青の共同戦線。あるいは、敗北者たちが「独占禁止法」を廃棄する夜について
結局のところ、大人の理性なんてものは、四人分の情念という重圧の前では紙屑同然だ。 一ノ瀬佳樹のニューヨーク派遣が正式に決まり、僕たちの「保留」という名の聖域が、物理的な距離によって崩壊し始めたあの日。 僕、西野和彦は、深夜の母校――今は統廃合で廃校となった旧校舎の屋上に呼び出されていた。
2032年、熱帯夜。 「……遅いわよ、西野。公務員の危機管理能力としては、赤点ね」
一ノ瀬佳樹が、月光を背に受けて立っていた。
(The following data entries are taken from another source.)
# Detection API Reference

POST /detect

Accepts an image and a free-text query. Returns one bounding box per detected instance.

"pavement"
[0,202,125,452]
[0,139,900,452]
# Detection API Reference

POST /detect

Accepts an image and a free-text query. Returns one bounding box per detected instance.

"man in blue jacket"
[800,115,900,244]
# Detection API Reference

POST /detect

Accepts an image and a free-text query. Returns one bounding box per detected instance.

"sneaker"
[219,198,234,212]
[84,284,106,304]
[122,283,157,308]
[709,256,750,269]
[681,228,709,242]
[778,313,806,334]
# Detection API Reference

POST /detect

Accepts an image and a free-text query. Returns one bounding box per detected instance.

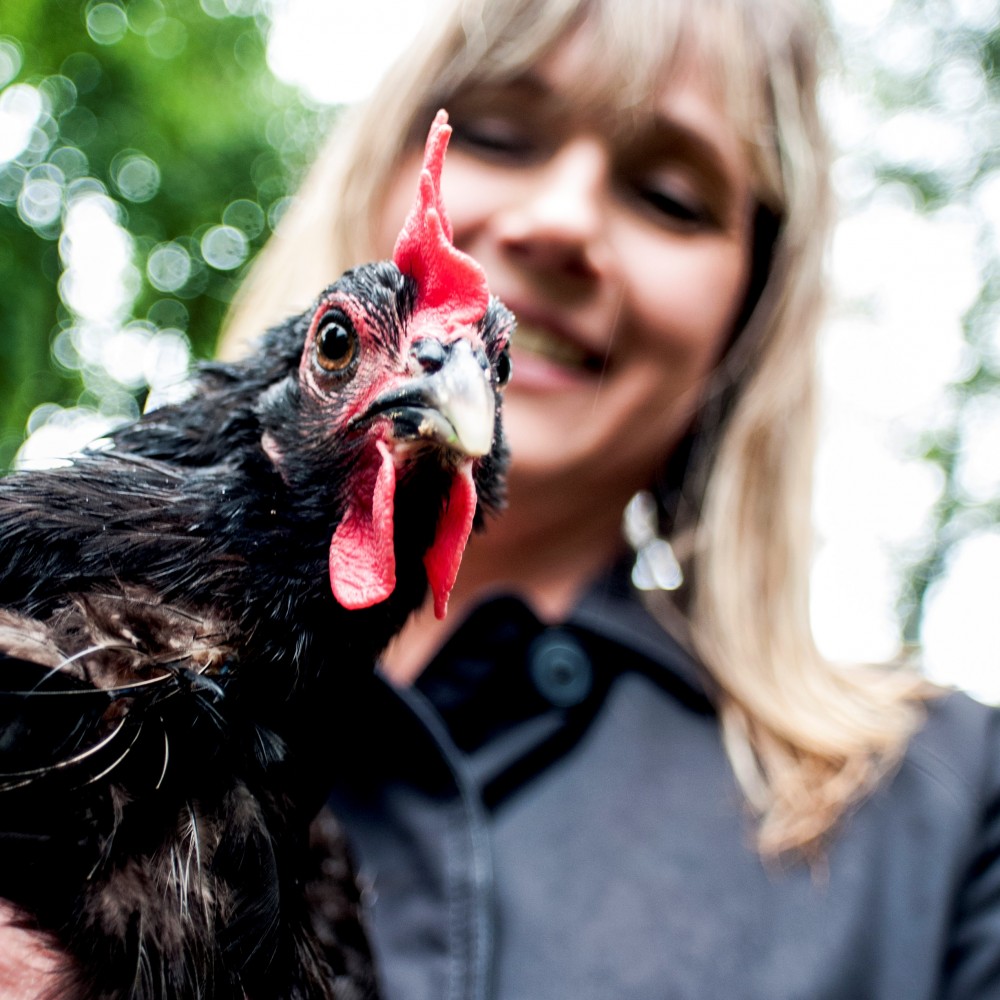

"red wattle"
[424,459,476,618]
[330,440,396,611]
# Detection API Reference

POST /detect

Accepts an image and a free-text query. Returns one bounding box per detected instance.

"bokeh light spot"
[146,243,191,292]
[111,150,160,202]
[201,225,250,271]
[17,174,63,229]
[222,198,267,239]
[87,3,128,45]
[0,83,42,163]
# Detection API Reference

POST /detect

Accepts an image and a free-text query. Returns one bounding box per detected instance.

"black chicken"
[0,112,513,1000]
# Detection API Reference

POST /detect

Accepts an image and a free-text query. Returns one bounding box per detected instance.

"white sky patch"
[59,193,138,323]
[267,0,434,104]
[922,528,1000,702]
[0,83,42,163]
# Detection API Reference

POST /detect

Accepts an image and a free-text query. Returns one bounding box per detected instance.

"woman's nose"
[498,137,610,277]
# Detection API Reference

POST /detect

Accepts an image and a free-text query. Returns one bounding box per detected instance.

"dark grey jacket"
[331,582,1000,1000]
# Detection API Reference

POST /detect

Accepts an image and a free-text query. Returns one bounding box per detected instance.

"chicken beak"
[366,339,496,458]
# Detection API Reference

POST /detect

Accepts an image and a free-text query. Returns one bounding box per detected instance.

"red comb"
[392,110,490,328]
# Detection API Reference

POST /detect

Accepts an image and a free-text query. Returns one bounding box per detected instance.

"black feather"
[0,263,511,1000]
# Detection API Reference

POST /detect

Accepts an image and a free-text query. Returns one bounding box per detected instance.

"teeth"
[514,322,594,371]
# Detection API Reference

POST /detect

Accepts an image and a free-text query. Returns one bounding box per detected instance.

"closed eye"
[452,116,539,162]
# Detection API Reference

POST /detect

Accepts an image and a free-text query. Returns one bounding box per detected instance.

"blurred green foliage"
[0,0,328,467]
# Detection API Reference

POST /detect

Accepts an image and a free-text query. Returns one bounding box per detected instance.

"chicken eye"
[316,309,358,372]
[497,346,514,389]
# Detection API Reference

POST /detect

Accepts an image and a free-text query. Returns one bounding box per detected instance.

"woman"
[3,0,1000,1000]
[219,0,1000,1000]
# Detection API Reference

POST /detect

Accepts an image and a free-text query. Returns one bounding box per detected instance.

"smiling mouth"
[514,320,607,375]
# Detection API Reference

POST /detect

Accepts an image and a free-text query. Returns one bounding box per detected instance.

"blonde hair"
[223,0,927,854]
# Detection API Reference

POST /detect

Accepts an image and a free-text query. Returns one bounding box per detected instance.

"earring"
[622,490,684,590]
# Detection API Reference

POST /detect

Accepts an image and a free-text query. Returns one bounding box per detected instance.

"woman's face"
[380,28,754,502]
傍らには羽賀杏菜、和久井檸檬、そして柏木小鞠。 タイムカプセルを開けた夜とは違う、戦場に赴く将軍のような鋭い視線が僕を射抜く。
「……一ノ瀬。不法侵入は、弁護士のキャリアに傷がつくんじゃないか?」
僕の言葉を遮るように、佳樹が数枚の書類を差し出した。 「これは、私が作成した『西野和彦・共同管理規約』よ。……いい、西野。私が物理的に不在の間、あなたというリソースを誰か一人が独占することは、市場の健全な競争を阻害するわ」
「佳樹ちゃん、言い方が難しいよ」 羽賀杏菜が、ふっと柔らかく、けれど逃げ場を塞ぐように笑った。 「和彦くん。佳樹ちゃんが海外に行くって聞いて、私たち話し合ったんだ。……もう、誰かが一歩引いて、誰かを立てるような『お行儀の良い負け方』はやめようって」
「そうだよ、和彦!」檸檬が拳を鳴らす。「一人が遠くに行くからって、お前を自由にしてやるつもりはない。むしろ逆だ。私たちは、お前を四分割してでも、一ミリも逃さないように見張ることに決めたんだ!」
「……西野、さん。……私の、新作の……タイトル、決まりました。……『四面楚歌の……中心で、愛を……叫ばない、男』……です。……あなたは、私たちの……共有、財産……ですから……」
佳樹が冷徹に告げる。 「私が不在の間、現場の監視は羽賀、和久井、柏木がローテーションで行う。私は衛星通信を通じて、毎晩あなたの心拍数と移動ログをチェックする。……これは独占禁止法への対策ではなく、私という権利者が不在の間の『資産保全措置』よ」
やれやれ。 佳樹のニューヨーク行きという離別を、彼女たちは「距離を超えた共同管理」という狂気に満ちたポジティブさで塗り替えてしまった。 佳樹の瞳には、離れ離れになることへの恐怖と、涙の跡がまだ微かに残っていた。けれど、それを隠すために彼女が選んだのは、ライバルたちと手を組み、僕を永遠に包囲し続けるという「共同戦線」だった。
「……勝手にしろ。ただし、僕の有給休暇まで管理しようとするなよ」
僕が半ば呆れ、半ばその執念に救われるような思いで白旗を上げると、四人は顔を見合わせ、この場所で何度も繰り返してきた、少女のような笑い声を上げた。
物語は、まだ終わらない。 別れさえも「共有」の一部に取り込んでしまう、28歳の僕たちの二周目。 僕たちの「青」は、今、臨界点を超えて、壊れた羅針盤のように、けれど確かな熱を持って回り始めたのだ。